Thursday, August 07, 2008

A Test of Technical Trading Rules


Some guys in Australia tested a bunch of technical trading rules, and found they didn't work. The problem is they test 5000 trading rules, which is a lot.

As there are an infinite number of ways of doing something wrong (not profitable), the ratio of good to bad technical rules should be near zero regardless. That is, consider the concept of infinity, where the Aleph number of natural numbers is null, and the number of real numbers is something higher than that (say, Aleph 3). The ratio of Aleph null to Aleph 3 is 0. So even if there are an infinite number of good trading rules, the number of bad trading rules is infinitely greater, the ratio is zero. Thus, this test is biased towards rejection.

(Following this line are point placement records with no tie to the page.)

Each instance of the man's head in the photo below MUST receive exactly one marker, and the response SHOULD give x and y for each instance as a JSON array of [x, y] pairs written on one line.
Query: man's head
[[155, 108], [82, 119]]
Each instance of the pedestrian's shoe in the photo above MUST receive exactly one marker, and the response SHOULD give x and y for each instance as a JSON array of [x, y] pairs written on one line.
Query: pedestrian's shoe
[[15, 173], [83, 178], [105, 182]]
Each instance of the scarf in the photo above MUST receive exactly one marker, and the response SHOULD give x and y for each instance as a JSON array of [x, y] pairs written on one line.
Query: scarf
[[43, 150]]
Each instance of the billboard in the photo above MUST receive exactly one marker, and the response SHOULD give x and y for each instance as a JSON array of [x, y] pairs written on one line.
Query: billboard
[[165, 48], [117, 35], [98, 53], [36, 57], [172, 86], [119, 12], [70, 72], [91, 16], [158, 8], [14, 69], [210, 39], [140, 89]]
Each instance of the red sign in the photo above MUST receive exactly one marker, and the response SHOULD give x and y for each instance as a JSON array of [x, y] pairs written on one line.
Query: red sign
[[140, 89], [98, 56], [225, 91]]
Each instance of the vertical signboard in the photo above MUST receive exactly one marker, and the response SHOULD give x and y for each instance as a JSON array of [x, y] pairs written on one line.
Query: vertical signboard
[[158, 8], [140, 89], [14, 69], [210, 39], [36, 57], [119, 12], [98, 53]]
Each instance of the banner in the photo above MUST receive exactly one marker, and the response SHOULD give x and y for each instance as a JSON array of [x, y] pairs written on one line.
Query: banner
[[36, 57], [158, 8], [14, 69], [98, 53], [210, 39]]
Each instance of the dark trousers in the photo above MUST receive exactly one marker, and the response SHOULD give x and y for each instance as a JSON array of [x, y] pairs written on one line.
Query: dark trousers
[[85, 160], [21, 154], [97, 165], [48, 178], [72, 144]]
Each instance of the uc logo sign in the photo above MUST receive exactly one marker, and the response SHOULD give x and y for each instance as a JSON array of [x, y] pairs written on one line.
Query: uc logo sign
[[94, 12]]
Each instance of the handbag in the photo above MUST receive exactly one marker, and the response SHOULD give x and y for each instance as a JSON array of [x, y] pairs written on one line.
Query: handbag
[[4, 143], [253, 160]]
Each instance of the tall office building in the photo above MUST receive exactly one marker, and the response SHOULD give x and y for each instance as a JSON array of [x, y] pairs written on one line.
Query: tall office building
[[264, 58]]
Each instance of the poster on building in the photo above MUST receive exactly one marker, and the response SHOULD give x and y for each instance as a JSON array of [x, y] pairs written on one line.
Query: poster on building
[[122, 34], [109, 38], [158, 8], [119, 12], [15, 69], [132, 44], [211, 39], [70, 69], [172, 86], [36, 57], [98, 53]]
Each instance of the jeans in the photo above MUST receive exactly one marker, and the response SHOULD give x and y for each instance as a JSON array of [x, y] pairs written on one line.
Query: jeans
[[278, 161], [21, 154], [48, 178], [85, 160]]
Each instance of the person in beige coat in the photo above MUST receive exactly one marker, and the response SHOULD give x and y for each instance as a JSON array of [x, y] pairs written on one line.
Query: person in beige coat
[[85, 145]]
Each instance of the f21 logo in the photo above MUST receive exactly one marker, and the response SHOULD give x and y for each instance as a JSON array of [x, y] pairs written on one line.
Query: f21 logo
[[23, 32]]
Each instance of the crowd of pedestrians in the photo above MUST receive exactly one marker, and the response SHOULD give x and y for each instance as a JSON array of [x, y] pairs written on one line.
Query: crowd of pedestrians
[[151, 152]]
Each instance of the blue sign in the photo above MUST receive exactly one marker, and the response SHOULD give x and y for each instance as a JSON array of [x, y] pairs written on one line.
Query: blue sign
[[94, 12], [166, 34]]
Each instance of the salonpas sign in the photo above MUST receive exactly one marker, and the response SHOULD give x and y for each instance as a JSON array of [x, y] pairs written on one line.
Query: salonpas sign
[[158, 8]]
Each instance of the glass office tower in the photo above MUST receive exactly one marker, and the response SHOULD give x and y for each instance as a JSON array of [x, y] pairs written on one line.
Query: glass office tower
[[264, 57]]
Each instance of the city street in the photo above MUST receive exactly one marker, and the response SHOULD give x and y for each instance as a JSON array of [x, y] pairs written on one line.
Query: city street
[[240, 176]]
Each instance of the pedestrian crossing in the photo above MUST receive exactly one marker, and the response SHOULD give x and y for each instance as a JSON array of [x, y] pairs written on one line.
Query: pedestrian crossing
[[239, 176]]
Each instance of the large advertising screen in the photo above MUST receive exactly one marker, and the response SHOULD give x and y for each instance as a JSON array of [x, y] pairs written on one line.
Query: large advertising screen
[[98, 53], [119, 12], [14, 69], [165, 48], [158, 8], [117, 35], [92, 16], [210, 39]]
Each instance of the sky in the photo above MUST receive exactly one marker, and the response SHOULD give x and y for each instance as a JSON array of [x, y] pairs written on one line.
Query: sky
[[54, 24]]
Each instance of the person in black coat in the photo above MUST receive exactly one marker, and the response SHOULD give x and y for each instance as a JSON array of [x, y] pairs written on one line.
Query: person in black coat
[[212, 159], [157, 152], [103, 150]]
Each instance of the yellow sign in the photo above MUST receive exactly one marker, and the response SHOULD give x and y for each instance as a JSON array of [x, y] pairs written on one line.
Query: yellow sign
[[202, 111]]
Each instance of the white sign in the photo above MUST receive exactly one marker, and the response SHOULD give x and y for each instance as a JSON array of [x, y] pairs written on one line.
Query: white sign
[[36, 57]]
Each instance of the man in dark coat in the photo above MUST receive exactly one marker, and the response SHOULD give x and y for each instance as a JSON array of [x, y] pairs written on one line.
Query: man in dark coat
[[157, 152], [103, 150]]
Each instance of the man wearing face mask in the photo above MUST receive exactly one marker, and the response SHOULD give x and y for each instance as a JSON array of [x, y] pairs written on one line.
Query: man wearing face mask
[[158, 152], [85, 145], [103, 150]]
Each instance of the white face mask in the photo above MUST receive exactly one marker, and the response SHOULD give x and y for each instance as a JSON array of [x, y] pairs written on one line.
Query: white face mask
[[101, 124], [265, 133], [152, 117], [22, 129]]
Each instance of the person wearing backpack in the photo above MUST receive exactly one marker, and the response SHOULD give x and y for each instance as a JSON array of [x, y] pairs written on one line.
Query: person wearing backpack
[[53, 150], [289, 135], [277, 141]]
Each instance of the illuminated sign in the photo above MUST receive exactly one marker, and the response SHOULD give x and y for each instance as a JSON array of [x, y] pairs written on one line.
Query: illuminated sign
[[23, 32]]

With 5000 trading rules, I imagine only say 20 worked, and so 20/5000 is not statistically significant. I don't know exactly how to account for this, but it highlights the importance of theory, because without a theory, your search space will either find null or positive results depending on how you construct the sample.

2 comments:

Anonymous said...

No, the number of rationals is still Aleph-0. There are just as many natural numbers as there are integers as there are rationals, because each set can be placed in a one-to-one correspondence with the others; see e.g. http://www.math.hmc.edu/funfacts/ffiles/30001.3-4.shtml

Eric Falkenstein said...

Why I'm not a mathematician. Real, rational, whatever!